Die Enttäuschung ist groß, dass es für Kinder in Bayern zum ersten Geburtstag doch keine 3000 Euro gibt. (Foto: Imago)

Die plötzliche Abschaffung des Kinderstartgelds verursacht in Bayern Empörung. Im Landtag wird hitzig gestritten und im Internet starten Bürger Petitionen.

Von Thomas Balbierer

Ursprünglich hätte der bayerische Landtag an diesem Donnerstag die Einführung des neuen Kinderstartgelds final beschließen sollen. Von Januar an sollten Eltern in Bayern 3000 Euro zum ersten Geburtstag ihres Kindes erhalten. Das Gesetz stand längst auf der Tagesordnung, zuletzt war nur noch über bürokratische Details der Leistung gerungen worden. Die Zustimmung der Regierungsmehrheit aus CSU und Freien Wählern? Formsache. Bis zum vergangenen Dienstag.

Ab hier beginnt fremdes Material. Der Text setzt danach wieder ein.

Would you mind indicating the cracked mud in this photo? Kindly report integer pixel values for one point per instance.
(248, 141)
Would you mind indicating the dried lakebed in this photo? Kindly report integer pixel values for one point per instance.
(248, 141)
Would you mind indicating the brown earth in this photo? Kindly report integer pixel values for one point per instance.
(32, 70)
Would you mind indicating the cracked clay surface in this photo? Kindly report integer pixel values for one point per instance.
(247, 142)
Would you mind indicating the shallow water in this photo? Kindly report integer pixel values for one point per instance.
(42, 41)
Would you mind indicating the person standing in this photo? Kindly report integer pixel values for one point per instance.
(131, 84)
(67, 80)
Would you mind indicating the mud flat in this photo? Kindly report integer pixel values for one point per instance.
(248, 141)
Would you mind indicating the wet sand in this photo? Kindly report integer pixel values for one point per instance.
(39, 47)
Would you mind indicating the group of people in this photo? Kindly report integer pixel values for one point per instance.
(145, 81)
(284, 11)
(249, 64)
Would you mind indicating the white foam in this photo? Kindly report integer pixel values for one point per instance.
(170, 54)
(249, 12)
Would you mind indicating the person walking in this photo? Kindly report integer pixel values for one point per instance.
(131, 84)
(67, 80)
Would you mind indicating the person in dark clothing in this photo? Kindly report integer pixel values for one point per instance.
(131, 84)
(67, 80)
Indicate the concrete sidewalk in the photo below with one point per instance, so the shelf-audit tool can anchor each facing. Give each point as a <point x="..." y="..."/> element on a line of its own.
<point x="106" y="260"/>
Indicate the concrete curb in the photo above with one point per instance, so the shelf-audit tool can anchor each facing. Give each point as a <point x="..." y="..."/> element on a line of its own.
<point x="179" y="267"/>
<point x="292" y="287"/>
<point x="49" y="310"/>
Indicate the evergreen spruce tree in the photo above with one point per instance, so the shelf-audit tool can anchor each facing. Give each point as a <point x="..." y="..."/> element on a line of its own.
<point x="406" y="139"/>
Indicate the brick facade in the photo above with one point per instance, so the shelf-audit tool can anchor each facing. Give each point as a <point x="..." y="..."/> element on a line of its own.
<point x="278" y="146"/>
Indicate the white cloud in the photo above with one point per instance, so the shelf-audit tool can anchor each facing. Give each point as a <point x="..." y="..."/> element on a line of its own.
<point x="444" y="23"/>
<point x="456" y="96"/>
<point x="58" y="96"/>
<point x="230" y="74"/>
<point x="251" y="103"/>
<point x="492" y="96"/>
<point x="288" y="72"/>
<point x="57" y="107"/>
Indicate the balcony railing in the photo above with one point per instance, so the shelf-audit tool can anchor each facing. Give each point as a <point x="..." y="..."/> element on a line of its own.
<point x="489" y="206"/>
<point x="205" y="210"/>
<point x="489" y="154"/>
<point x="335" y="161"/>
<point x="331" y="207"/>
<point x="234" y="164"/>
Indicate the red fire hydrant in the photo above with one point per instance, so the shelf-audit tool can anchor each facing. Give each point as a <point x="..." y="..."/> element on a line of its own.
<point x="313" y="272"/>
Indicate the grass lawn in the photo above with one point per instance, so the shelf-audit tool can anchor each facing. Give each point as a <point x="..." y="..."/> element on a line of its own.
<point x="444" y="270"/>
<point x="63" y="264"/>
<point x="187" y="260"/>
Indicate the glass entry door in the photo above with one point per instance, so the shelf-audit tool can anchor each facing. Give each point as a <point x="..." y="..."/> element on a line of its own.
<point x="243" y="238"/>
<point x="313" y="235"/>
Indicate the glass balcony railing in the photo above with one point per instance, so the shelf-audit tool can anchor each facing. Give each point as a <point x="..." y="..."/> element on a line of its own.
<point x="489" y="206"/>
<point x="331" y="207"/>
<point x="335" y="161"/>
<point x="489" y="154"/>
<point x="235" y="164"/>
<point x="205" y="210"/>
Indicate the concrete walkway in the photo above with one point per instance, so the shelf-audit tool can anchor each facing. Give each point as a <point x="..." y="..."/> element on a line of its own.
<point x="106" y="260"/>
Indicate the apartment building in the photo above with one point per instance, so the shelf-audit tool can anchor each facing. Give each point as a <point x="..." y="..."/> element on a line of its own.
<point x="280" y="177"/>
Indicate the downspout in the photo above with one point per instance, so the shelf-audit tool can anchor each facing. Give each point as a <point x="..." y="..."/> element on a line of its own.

Da kündigte Ministerpräsident Markus Söder (CSU) überraschend das Aus für die geplante Familienleistung an. Eine Notbremsung im allerletzten Moment. Statt Geld weiterhin direkt an Mütter und Väter auszuzahlen, werde man bis 2030 insgesamt drei Milliarden Euro zusätzlich in die Finanzierung von Kindertagesstätten investieren. Andernfalls könnten demnächst Kitas in die Knie gehen, warnte Söder. Er habe die Entscheidung „schweren Herzens“ getroffen, sagte er bei einer Pressekonferenz zum neuen Doppelhaushalt. Am Donnerstag beerdigte der Landtag das Vorhaben.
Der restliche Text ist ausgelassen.